The population of rabbits in a particular habitat triples every year. If there are 500 rabbits in 2013, when will there be over 100,000 rabbits?
Year 1--2013--3^0*500 = 500 Rabbits
Year 2--2014--3^1*500 = 1500
Year 3--2015--3^2*500 = 4500
Year n--20xx--3^(n-1)*500 = 100,000
3^(n-1)*500 = 100000
3^(n-1) = 200
(n-1)*Log 3 = Log 200
n-1 = Log 200/Log 3 = 4.82
n = 5.82 or 6 Yrs.
To find out when there will be over 100,000 rabbits, we can use exponential growth formula.
The formula for exponential growth is:
Population = Initial population * Growth rate^Number of years
In this case, the initial population (in 2013) is 500. The growth rate is 3 (since the population triples every year). Let's assume the year we are trying to find is "x".
So, the equation becomes:
100,000 = 500 * 3^(x-2013)
To solve for x, we need to isolate the exponent (x-2013). Let's divide both sides of the equation by 500.
100,000 / 500 = 3^(x-2013)
200 = 3^(x-2013)
Now, let's take the logarithm of both sides of the equation to get rid of the exponent.
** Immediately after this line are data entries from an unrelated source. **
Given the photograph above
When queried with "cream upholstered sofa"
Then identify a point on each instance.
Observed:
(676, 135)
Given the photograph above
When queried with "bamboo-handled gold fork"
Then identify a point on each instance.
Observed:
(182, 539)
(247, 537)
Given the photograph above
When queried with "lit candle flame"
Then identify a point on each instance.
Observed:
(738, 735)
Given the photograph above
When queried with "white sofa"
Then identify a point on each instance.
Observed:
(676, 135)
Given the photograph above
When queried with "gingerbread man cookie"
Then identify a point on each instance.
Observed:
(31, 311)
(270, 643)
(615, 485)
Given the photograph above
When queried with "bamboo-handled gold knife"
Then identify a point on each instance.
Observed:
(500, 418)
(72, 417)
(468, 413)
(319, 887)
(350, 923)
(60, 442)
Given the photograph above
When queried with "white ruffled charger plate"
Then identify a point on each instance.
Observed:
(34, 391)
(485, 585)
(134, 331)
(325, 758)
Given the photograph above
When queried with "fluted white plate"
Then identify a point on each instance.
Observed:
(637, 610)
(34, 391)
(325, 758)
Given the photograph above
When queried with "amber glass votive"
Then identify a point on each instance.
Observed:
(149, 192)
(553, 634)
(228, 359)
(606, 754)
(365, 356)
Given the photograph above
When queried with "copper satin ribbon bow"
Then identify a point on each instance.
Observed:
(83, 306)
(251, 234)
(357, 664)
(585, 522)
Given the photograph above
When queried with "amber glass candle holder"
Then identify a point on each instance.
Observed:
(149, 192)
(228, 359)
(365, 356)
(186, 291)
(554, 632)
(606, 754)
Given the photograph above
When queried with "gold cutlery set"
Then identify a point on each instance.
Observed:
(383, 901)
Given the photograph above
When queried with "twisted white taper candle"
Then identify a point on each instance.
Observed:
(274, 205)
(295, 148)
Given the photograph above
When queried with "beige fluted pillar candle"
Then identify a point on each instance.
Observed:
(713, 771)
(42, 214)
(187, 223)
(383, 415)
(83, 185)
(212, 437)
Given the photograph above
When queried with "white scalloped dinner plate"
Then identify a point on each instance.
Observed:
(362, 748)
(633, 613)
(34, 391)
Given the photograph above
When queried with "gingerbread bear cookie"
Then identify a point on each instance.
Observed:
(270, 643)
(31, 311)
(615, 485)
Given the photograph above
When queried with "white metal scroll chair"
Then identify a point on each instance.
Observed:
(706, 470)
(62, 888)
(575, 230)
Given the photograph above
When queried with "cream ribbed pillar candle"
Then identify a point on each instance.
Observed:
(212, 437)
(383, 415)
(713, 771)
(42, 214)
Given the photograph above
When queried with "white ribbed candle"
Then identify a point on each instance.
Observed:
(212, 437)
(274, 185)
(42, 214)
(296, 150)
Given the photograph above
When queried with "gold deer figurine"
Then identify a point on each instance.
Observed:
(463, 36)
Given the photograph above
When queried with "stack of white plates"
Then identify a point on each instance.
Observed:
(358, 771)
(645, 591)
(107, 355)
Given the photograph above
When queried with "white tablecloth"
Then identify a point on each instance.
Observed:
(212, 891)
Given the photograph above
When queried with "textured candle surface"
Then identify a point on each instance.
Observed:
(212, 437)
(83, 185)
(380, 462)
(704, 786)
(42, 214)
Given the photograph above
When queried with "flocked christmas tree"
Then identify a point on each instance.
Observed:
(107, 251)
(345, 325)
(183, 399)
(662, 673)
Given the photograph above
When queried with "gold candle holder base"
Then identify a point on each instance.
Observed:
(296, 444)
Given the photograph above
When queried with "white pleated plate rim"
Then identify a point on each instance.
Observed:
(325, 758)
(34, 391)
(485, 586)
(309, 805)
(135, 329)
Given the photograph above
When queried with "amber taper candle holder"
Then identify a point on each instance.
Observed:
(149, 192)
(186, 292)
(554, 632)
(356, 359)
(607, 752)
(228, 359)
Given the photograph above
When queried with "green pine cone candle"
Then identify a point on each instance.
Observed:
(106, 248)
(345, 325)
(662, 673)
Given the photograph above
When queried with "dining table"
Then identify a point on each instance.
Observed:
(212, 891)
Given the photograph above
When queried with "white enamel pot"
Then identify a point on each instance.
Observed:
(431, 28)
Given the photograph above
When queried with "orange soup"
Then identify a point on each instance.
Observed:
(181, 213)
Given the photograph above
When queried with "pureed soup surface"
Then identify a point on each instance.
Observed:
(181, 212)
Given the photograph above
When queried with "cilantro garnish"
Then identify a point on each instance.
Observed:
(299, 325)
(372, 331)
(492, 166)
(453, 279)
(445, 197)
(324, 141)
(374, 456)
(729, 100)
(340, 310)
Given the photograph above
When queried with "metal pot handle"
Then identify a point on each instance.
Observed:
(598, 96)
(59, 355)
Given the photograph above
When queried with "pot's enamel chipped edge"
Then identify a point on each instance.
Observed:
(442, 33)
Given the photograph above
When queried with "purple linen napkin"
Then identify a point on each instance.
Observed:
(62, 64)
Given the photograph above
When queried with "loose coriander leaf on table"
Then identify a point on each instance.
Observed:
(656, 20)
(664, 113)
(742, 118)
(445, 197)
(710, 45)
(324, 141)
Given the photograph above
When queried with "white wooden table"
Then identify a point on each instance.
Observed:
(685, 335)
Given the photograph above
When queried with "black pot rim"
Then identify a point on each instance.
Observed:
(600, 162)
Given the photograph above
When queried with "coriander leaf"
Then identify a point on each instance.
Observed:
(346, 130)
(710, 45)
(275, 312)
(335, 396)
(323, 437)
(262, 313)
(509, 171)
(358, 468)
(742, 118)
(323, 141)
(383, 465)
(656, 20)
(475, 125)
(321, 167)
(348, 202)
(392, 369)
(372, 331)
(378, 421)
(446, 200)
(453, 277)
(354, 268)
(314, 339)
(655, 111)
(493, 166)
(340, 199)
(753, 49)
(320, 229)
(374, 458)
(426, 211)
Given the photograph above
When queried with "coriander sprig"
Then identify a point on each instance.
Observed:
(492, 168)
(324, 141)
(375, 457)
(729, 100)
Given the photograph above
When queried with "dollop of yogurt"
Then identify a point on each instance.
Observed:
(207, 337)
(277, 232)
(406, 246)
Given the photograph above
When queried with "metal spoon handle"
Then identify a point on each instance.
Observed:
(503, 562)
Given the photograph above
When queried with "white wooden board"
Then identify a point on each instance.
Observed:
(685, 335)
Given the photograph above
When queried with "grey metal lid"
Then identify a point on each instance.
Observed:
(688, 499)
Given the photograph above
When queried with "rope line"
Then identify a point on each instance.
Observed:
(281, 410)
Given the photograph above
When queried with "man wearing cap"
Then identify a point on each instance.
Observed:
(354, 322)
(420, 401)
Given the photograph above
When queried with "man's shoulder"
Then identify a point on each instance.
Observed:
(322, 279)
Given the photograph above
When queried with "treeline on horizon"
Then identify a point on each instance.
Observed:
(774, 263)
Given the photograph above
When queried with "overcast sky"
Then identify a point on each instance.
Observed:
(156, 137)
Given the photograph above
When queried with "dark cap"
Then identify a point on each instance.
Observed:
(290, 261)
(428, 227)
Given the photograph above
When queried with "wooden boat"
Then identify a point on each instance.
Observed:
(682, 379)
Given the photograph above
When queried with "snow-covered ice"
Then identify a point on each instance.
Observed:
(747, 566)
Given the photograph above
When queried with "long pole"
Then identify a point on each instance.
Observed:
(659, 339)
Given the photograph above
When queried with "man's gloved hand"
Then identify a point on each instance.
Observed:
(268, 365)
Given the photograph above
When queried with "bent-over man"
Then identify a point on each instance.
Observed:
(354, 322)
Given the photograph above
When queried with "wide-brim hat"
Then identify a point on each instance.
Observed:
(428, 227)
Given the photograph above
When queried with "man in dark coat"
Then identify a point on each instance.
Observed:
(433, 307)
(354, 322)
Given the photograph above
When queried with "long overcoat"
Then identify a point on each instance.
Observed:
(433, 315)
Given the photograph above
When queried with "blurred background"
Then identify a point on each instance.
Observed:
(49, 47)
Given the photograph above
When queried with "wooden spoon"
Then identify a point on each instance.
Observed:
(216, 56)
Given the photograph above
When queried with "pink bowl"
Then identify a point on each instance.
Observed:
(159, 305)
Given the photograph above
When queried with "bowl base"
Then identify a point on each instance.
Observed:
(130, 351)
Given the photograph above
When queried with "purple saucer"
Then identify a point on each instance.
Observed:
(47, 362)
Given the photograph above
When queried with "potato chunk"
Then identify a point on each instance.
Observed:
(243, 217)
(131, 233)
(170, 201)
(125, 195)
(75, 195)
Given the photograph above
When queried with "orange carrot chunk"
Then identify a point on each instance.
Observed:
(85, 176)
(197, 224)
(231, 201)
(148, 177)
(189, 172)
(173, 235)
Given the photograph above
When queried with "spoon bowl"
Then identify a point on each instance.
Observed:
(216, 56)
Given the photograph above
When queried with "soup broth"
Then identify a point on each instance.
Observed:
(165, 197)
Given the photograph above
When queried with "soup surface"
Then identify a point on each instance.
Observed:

log(200) = log(3^(x-2013))
Using the property of logarithms, we can bring down the exponent:
log(200) = (x-2013) * log(3)
Divide both sides of the equation by log(3) to solve for (x-2013):
(x-2013) = log(200) / log(3)
Now, let's calculate (x-2013):
(x-2013) = log(200) / log(3) ≈ 6.246
Adding 2013 to both sides, we can find the year "x":
x ≈ 2013 + 6.246 ≈ 2019.25
Therefore, there will be over 100,000 rabbits in the habitat around the year 2019.25, which means sometime within the first quarter of 2019.